When I look back over the past four years, here is a summary of what I think has worked for us; we've done a lot of hard work around prioritization; we've built compelling scorecards; we've created systems of accountability that create alignment and create the opportunity for teams to be empowered to actually deliver on their own missions while being aligned to the organization and we've measured both the health and strategic metrics, both of those at one time. And probably one of the biggest things that have come through utilize is that it's not actually just about having one piece of this pie. It's actually about having the entire pie and the only way to make progress towards the entire system is actually to do it very intermittently. It's not dissimilar to how we build software. We have to iteratively shift the culture quarter after quarter and year after year.

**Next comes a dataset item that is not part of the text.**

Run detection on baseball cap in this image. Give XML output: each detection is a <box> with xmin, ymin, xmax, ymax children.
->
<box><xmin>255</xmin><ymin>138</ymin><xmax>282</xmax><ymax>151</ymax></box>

So, I'll start where I began, which is that this stuff is not an easy work even in telling the story of the past few years at Hootsuite. It puts a little bit of a glassy tinge to it and it makes it seem like we knew the path more so than we actually did. But the truth is that we had a vague idea of where we want to go but we didn't have the roadmap to get there. And now I'd expect that many of you on similar but slightly different journeys within your organizations.
My hope in sharing this, it has inspired you to iterate on your internal processes and systems to create more direction, alignment and commitment. In the end, doing the hard work to shift the culture. Thank you.